No meio disto tudo, sobra-lhe pouco tempo para seguir a situação política nos EUA. Ainda assim, só tem coisas más a dizer sobre Donald Trump. A palavra que mais usa é mesmo “vergonhoso”. “É incrível ver um gajo que quer ser Presidente dos EUA a atacar as mulheres daquela maneira, é vergonhoso”, diz. “E também é vergonhoso a maneira como ele quer tratar os imigrantes. Ele sabe lá o que é ser imigrante! As pessoas vêm para cá porque estão a passar mal, têm fome, querem vidas melhores. Não vêm para cá para matar e para estragar a vida aos outros, vêm para fazer a vida deles em paz.”
Sobre Hillary Clinton, diz que é uma “boa mulher”. “Falam dos emails dela, mas eu sinceramente não quero saber disso para nada”, atalha.
Seja como for, votar nestas eleições está fora de questão, mesmo que demonstre uma preferência clara por um dos lados. Muito mais do que tecer comentários sobre política, José Anastácio gosta mesmo é de falar de música. O sonho de ser músico ficou para trás quando tentou concorrer à banda da Marinha quando ainda estava em Portugal. “Não deu, pronto, não deu.” Conformou-se e veio para os EUA, depois de num verão ter conhecido uma portuguesa que voltou de New Bedford à Gafanha da Nazaré pelas férias. “Eu engatei-a a ela, ela engatou-me a mim e, pronto, cá estamos.”

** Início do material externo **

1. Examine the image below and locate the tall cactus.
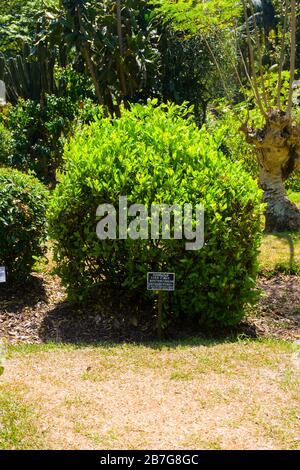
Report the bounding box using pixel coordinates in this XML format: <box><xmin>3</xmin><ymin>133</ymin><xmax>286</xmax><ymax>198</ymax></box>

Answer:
<box><xmin>0</xmin><ymin>44</ymin><xmax>60</xmax><ymax>104</ymax></box>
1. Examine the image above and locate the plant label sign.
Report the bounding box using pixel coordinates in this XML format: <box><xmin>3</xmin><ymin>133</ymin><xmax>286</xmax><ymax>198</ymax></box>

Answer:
<box><xmin>0</xmin><ymin>266</ymin><xmax>6</xmax><ymax>283</ymax></box>
<box><xmin>147</xmin><ymin>273</ymin><xmax>175</xmax><ymax>292</ymax></box>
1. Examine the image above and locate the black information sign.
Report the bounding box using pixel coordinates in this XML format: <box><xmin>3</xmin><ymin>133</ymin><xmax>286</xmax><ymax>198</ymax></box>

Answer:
<box><xmin>0</xmin><ymin>266</ymin><xmax>6</xmax><ymax>283</ymax></box>
<box><xmin>147</xmin><ymin>273</ymin><xmax>175</xmax><ymax>292</ymax></box>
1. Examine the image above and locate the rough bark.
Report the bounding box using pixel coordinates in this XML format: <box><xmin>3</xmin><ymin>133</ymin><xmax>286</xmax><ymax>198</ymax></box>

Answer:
<box><xmin>241</xmin><ymin>110</ymin><xmax>300</xmax><ymax>232</ymax></box>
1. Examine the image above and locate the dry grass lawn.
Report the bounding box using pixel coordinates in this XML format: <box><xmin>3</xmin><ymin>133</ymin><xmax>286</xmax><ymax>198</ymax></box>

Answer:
<box><xmin>0</xmin><ymin>340</ymin><xmax>300</xmax><ymax>450</ymax></box>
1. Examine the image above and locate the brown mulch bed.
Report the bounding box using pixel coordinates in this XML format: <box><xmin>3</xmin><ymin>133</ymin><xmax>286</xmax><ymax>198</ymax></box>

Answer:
<box><xmin>0</xmin><ymin>274</ymin><xmax>300</xmax><ymax>343</ymax></box>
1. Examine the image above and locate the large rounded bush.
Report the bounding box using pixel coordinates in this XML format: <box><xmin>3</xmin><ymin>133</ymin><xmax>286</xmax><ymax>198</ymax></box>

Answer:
<box><xmin>49</xmin><ymin>102</ymin><xmax>261</xmax><ymax>325</ymax></box>
<box><xmin>0</xmin><ymin>168</ymin><xmax>48</xmax><ymax>281</ymax></box>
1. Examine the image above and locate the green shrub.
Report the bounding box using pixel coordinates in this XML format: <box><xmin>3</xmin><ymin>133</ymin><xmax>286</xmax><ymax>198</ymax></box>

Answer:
<box><xmin>49</xmin><ymin>102</ymin><xmax>261</xmax><ymax>325</ymax></box>
<box><xmin>4</xmin><ymin>95</ymin><xmax>98</xmax><ymax>184</ymax></box>
<box><xmin>0</xmin><ymin>168</ymin><xmax>47</xmax><ymax>281</ymax></box>
<box><xmin>0</xmin><ymin>122</ymin><xmax>12</xmax><ymax>165</ymax></box>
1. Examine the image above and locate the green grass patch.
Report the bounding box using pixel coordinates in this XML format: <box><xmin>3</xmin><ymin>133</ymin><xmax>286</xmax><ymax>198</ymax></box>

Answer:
<box><xmin>259</xmin><ymin>233</ymin><xmax>300</xmax><ymax>274</ymax></box>
<box><xmin>0</xmin><ymin>390</ymin><xmax>43</xmax><ymax>450</ymax></box>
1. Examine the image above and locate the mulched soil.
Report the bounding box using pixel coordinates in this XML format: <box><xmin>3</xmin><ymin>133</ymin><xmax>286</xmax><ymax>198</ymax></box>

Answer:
<box><xmin>0</xmin><ymin>274</ymin><xmax>300</xmax><ymax>343</ymax></box>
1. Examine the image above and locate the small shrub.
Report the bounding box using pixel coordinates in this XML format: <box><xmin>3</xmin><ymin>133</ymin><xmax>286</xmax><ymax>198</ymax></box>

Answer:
<box><xmin>5</xmin><ymin>95</ymin><xmax>98</xmax><ymax>184</ymax></box>
<box><xmin>0</xmin><ymin>168</ymin><xmax>47</xmax><ymax>281</ymax></box>
<box><xmin>48</xmin><ymin>103</ymin><xmax>261</xmax><ymax>325</ymax></box>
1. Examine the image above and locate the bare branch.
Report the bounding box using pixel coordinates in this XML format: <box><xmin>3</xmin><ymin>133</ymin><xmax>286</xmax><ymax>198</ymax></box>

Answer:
<box><xmin>286</xmin><ymin>0</ymin><xmax>297</xmax><ymax>116</ymax></box>
<box><xmin>277</xmin><ymin>0</ymin><xmax>289</xmax><ymax>110</ymax></box>
<box><xmin>249</xmin><ymin>0</ymin><xmax>268</xmax><ymax>108</ymax></box>
<box><xmin>242</xmin><ymin>0</ymin><xmax>267</xmax><ymax>118</ymax></box>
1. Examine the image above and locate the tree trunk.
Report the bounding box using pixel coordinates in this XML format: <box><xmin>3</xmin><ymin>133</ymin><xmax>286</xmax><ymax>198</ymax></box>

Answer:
<box><xmin>241</xmin><ymin>110</ymin><xmax>300</xmax><ymax>232</ymax></box>
<box><xmin>259</xmin><ymin>149</ymin><xmax>300</xmax><ymax>233</ymax></box>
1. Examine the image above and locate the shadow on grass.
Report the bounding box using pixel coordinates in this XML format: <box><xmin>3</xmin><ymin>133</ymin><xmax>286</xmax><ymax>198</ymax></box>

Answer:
<box><xmin>39</xmin><ymin>295</ymin><xmax>257</xmax><ymax>347</ymax></box>
<box><xmin>274</xmin><ymin>232</ymin><xmax>300</xmax><ymax>274</ymax></box>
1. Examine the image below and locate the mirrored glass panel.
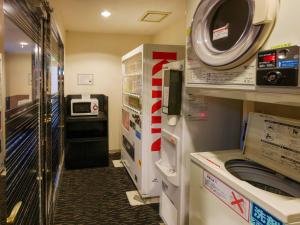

Têm três filhos. Só um deles, que sofre de autismo, ainda está em casa. “Vivo uma vida boa”, garante. Os outros dois filhos foram à universidade e estão a trabalhar, é dono de cinco carros (um deles em Portugal), de uma casa em New Bedford e de outra na Gafanha da Nazaré. Mas é quando fala do seu regresso à música que mais se ouve o orgulho na voz. “Comprei duas guitarras como deve ser, umas Fender Stratocaster feitas à medida”, diz. “E depois mandei vir um amplificador da Alemanha.”
À noite, quando a mulher e o filho já estão a dormir, passa algum tempo a dedilhar a guitarra. Para não acordar ninguém, desliga o amplificador e toca a guitarra em acústico. “Não sou um grande guitarrista, mas ainda dou uns toques”, garante. A maior parte das vezes, tenta tocar as músicas da sua banda preferida, os The Shadows, formação britânica dos anos 1950.
“Não conhece?”, pergunta, para depois dizer um americaníssimo “eles são awesome“. E, numa guinada, volta à política: “Não tenho pachorra para aquilo, nem percebo nada”. E termina com um portuguesíssimo “a minha política é o trabalho”.